Back in medieval times, kings ate the best of anyone around. Most peasants would be sitting around chewing on sticks and on old grass, but not a king – no way. Kings ate the finest foods around. One of the finest foods around in medieval times was mushroom soup. If you’ve ever had mushroom soup today, you know that it’s might tasty. But the thing is, back in medieval times, people didn’t know which mushrooms were safe to eat and which ones were poisonous. Now of course the king isn’t going to chance eating a poisonous mushroom, so what did he do? Read on.
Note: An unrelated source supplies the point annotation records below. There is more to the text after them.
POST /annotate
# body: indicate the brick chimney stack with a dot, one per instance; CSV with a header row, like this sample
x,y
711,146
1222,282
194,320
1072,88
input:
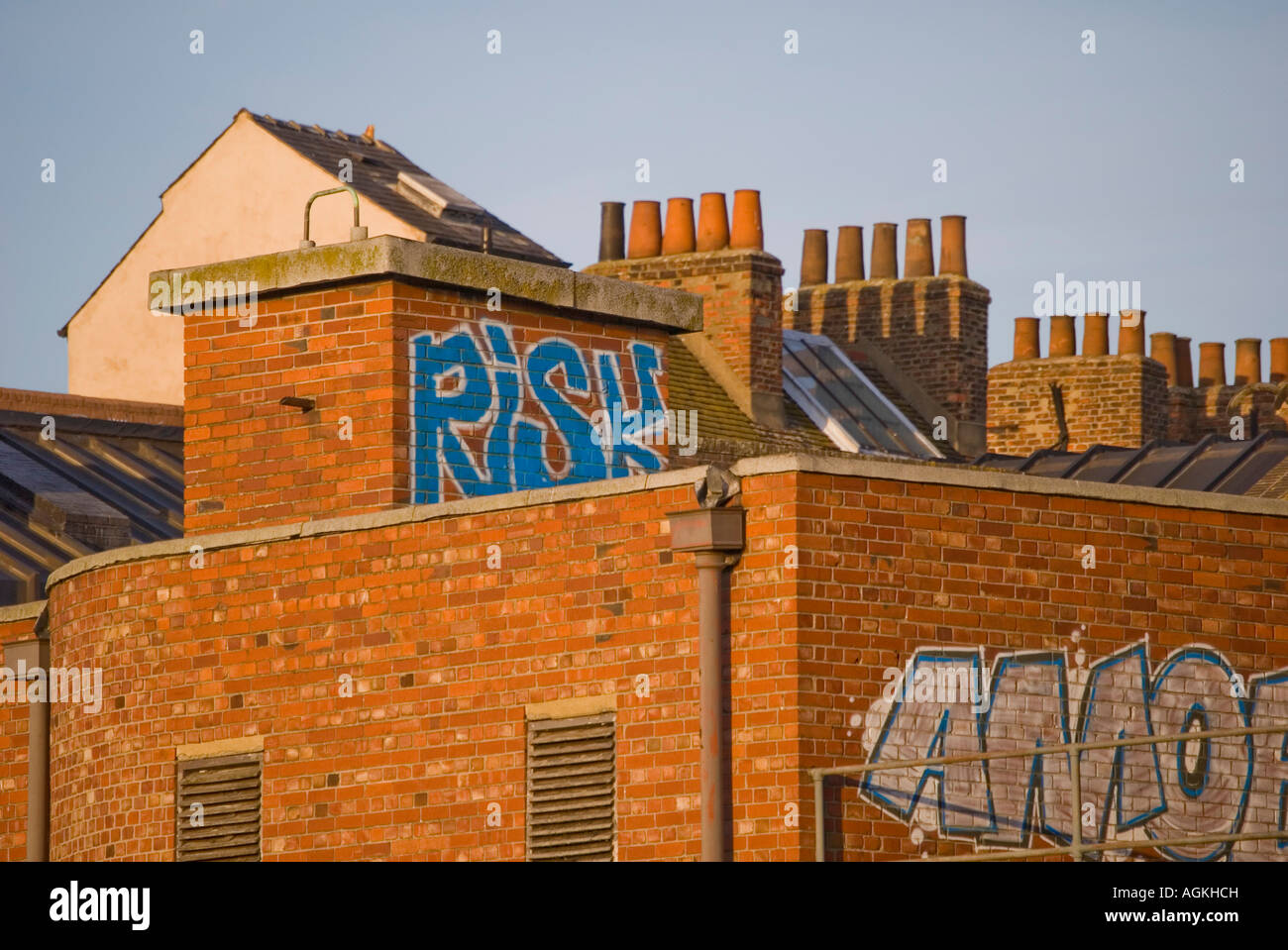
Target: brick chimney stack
x,y
1111,399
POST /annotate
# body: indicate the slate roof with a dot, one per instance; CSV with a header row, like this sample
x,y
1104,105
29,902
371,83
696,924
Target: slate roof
x,y
95,485
1254,467
375,176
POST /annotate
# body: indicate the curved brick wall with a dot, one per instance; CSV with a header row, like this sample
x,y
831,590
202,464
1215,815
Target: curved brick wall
x,y
892,563
443,653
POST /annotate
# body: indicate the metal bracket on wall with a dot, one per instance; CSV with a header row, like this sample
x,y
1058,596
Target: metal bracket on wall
x,y
356,233
1057,400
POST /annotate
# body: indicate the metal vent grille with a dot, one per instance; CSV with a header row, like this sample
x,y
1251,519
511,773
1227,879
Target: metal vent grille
x,y
217,815
572,770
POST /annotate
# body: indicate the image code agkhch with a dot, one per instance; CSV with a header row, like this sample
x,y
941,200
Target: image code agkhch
x,y
781,433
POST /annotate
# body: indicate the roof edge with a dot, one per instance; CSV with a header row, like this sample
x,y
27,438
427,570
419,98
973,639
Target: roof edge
x,y
954,474
181,547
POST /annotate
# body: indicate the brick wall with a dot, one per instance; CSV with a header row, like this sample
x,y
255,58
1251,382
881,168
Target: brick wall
x,y
1109,400
250,460
932,329
741,293
845,579
889,568
443,652
13,753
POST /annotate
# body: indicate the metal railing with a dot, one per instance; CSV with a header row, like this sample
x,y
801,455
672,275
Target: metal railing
x,y
1077,848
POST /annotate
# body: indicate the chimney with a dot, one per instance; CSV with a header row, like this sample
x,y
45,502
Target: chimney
x,y
849,254
1131,332
884,264
746,231
645,229
612,231
1162,348
1095,335
1279,360
1063,340
814,258
918,252
741,287
952,245
1184,364
1247,361
1026,339
1211,365
712,223
679,237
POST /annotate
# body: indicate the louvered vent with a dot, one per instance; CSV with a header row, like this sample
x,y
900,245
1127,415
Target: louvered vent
x,y
226,825
572,769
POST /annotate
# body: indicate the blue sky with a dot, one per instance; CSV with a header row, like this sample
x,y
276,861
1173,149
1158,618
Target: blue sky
x,y
1113,166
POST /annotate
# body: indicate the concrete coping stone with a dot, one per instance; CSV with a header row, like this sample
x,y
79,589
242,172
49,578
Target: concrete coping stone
x,y
536,497
421,262
881,469
22,611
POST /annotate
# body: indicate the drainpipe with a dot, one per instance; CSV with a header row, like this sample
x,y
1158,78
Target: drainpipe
x,y
715,536
35,656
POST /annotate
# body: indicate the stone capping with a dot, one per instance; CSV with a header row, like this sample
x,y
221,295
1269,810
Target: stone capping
x,y
885,470
22,611
389,257
984,479
181,547
220,747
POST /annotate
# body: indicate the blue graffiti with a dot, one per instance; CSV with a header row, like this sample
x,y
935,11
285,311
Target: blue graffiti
x,y
469,429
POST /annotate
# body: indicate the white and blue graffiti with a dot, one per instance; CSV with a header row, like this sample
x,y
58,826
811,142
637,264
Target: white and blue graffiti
x,y
1147,792
472,430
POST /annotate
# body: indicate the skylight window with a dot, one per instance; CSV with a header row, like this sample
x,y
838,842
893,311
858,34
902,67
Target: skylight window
x,y
844,403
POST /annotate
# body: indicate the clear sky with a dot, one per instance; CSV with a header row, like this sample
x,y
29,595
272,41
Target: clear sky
x,y
1113,166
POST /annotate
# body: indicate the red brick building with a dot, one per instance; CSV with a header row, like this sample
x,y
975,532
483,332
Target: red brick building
x,y
421,609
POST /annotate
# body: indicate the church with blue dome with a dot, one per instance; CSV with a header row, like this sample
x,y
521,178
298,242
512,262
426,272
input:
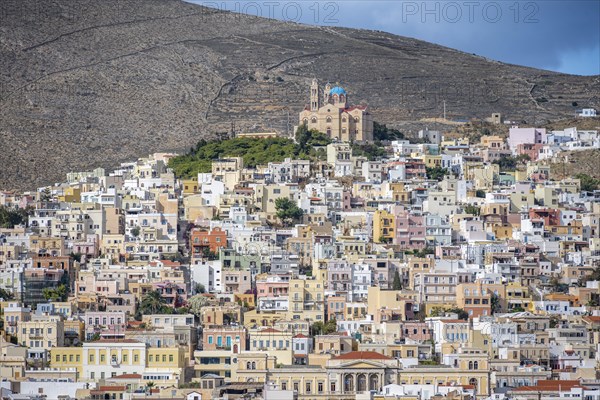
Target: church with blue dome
x,y
330,112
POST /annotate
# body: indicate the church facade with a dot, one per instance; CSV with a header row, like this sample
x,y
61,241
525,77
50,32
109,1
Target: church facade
x,y
331,114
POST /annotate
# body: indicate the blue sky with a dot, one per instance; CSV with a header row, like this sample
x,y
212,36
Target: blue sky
x,y
556,35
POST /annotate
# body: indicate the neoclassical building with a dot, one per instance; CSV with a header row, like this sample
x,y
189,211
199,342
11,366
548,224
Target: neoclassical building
x,y
332,115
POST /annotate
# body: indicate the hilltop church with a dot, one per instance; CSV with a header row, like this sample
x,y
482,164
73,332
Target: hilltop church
x,y
333,116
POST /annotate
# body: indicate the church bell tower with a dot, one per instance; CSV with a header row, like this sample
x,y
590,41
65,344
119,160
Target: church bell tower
x,y
314,95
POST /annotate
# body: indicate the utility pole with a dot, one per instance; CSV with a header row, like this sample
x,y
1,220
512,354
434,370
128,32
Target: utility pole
x,y
444,109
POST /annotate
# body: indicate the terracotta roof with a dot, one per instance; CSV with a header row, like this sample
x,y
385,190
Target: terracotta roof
x,y
117,341
454,321
269,330
112,388
550,386
128,376
362,355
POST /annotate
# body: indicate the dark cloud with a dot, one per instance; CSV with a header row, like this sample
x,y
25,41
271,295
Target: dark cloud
x,y
558,35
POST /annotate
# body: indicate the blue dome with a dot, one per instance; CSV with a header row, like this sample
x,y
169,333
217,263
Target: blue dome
x,y
337,90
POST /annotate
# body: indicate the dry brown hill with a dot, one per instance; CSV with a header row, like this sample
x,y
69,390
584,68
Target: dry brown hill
x,y
87,83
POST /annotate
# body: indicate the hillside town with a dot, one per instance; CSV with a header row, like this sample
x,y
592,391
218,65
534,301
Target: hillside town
x,y
346,262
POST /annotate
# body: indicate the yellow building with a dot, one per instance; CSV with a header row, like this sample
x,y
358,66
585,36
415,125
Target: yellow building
x,y
306,300
383,226
71,194
190,186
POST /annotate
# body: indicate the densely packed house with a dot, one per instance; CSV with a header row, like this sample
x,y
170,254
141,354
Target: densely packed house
x,y
428,272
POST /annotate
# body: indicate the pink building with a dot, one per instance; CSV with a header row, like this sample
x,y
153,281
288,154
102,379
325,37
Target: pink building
x,y
519,136
529,149
410,231
174,294
416,330
223,337
271,287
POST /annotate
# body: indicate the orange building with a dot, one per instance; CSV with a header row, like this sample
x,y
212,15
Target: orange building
x,y
201,239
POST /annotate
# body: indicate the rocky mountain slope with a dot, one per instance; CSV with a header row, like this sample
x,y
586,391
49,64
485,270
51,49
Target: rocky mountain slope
x,y
87,83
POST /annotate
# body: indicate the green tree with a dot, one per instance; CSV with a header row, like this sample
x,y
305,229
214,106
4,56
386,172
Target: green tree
x,y
382,132
46,195
135,232
60,293
197,303
495,303
436,173
370,151
152,303
397,283
441,311
471,209
75,256
320,328
287,211
6,295
10,217
588,183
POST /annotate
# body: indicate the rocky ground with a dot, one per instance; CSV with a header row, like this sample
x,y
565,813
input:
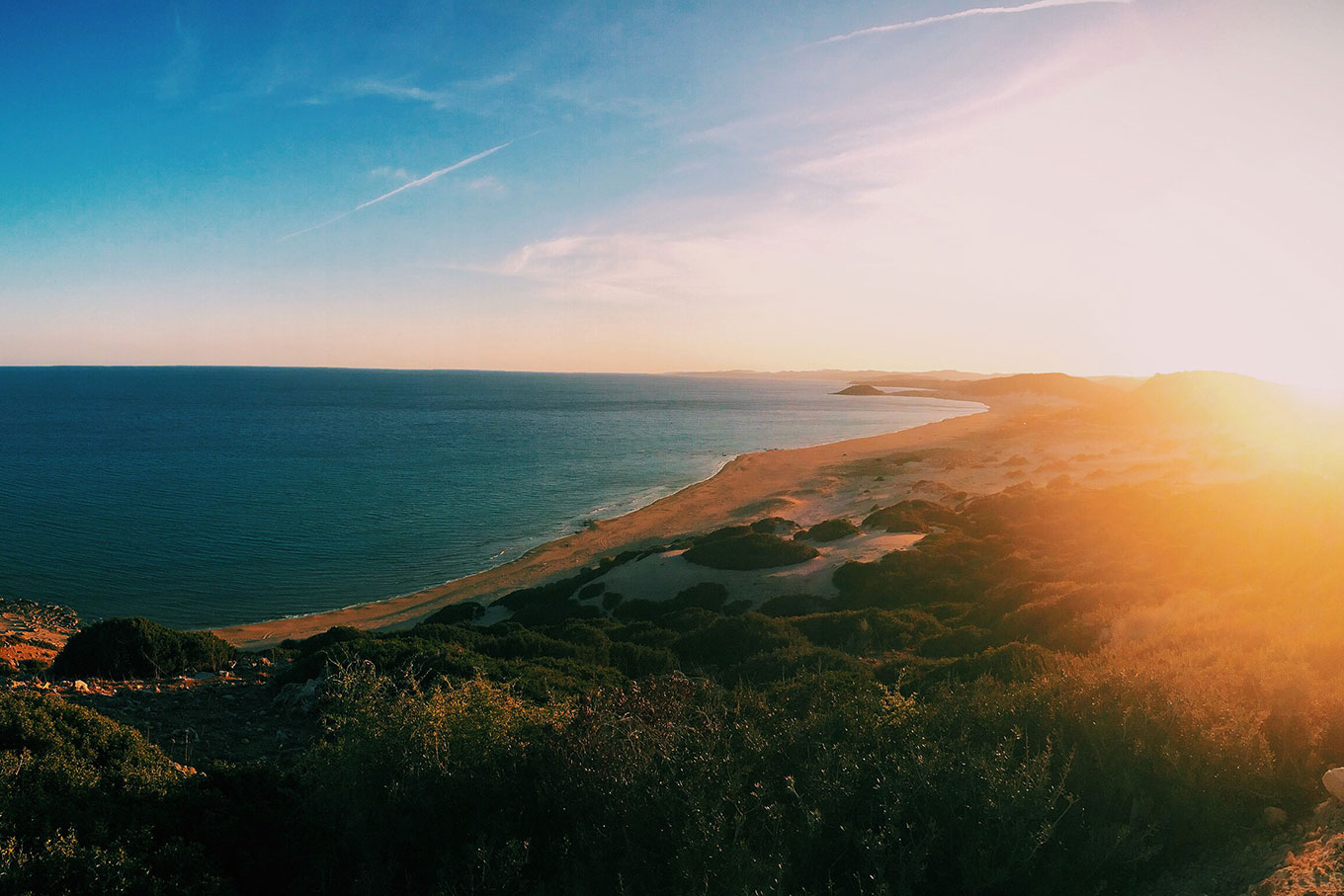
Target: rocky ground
x,y
33,633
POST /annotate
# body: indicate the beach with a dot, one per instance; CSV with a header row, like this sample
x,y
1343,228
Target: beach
x,y
1018,440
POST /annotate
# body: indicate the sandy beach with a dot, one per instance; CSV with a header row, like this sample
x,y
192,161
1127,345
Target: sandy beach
x,y
802,484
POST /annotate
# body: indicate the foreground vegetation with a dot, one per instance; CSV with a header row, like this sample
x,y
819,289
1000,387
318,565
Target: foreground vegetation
x,y
1060,691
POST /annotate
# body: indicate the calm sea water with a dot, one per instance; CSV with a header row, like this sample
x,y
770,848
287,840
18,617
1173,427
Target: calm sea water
x,y
213,496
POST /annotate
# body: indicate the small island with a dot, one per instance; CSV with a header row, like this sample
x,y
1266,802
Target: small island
x,y
862,388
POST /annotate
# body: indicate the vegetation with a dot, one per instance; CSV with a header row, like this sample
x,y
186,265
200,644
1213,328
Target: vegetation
x,y
134,648
1062,690
829,530
749,551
What the king would do to make sure he wasn’t going to be eating a mortal mycelium was that every mushroom that was brought before the king was cut in half. The king’s official taste tester would eat one half of the mushroom, and then if the taste tester hadn’t died by the next day, the mushroom was deemed safe to eat, and the royal soup was made. As you might imagine, this job had a very high fatality rate for the taste testers. It also did not really work all that well as a filtering method for weeding out poisonous mushrooms, because some mushrooms take more than a day for their poisonous natures to take effect.
This happened most notably to Eric XIV, the king of Norway in the middle of the thirteenth century. His taste tester dropped dead three days after eating a particularly tasty mushroom, and since Eric had eaten the mushroom the day after the tester, he knew he only had one more day to live. So what did he do, write out his last will and testament? Never! He ate as many mushrooms as he could, since he was going to die anyway.